Oct. 28: Duffy delivers again, this time saying the Conservative party made arrangements to cover his $13,560 legal bill. "The PMO — listen to this — had the Conservative party's lawyer, Arthur Hamilton, pay my legal fees," Duffy says. He also casts doubt on whether Wright actually paid the $90,000: "I have never seen a cheque from Nigel Wright."
Oct. 30: Senate Speaker Noel Kinsella rules that an attempt to cut off debate on motions to suspend Duffy Wallin and Brazeau from the Senate without pay is out of order. This delays again the effort to suspend the trio.
Nov. 1: Documents filed in court by the RCMP explicitly allege Wallin "did commit breach of trust in connection with the duties of office'' and "by deceit, falsehood or other fraudulent means defrauded the Senate of Canada of money by filing inappropriate expense claims,'' contrary to the Criminal Code. The documents include a request for several versions of Wallin's electronic Senate calendar, citing them as further evidence that could back up the allegations.
Nov. 4: Brazeau addresses the Senate chamber for what he acknowledges could be the last time, making an emotional appeal for senators to reconsider his case. At one point, he addresses his children: "It is very important that you understand that I am not guilty of what some of these people are accusing me of.... I am not a thief, a scammer, a drunken Indian, a drug addict, a failed experiment or a human tragedy."

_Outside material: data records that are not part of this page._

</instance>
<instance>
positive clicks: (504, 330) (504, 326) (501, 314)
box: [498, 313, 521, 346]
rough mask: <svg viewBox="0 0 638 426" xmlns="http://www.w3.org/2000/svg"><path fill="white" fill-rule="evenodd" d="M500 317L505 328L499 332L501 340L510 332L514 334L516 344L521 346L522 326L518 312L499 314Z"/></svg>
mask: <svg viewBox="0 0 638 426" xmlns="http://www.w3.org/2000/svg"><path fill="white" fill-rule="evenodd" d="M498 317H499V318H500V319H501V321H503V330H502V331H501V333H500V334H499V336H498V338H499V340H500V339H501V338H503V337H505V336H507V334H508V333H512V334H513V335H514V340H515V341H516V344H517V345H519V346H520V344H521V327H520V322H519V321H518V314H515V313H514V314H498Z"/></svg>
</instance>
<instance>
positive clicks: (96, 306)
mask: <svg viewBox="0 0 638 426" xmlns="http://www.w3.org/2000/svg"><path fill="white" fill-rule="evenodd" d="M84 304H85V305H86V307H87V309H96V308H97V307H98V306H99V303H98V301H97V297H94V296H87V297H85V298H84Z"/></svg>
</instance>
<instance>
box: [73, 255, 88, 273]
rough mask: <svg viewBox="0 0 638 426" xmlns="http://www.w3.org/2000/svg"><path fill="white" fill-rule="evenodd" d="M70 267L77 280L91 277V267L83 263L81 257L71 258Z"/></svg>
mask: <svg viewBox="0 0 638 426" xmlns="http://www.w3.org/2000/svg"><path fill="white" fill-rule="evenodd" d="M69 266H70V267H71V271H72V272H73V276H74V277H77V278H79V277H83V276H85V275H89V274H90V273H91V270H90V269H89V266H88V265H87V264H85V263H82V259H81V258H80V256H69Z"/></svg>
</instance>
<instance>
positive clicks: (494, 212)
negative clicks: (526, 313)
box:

Nov. 5: A Nov. 1 letter from the RCMP superintendent in charge of the investigation reveals that investigators want copies of emails and documents mentioned by Duffy, including emails from the PMO related to a "script" for Duffy to follow in publicly explaining how he financed repaying the expenses. The documents "may potentially be evidence of criminal wrongdoing by others," the letter reads.
Nov. 5: Senators finally vote to suspend Brazeau, Duffy and Wallin without pay — but with health, dental and life insurance benefits intact — for the remainder of the parliamentary session, a duration that could last two years.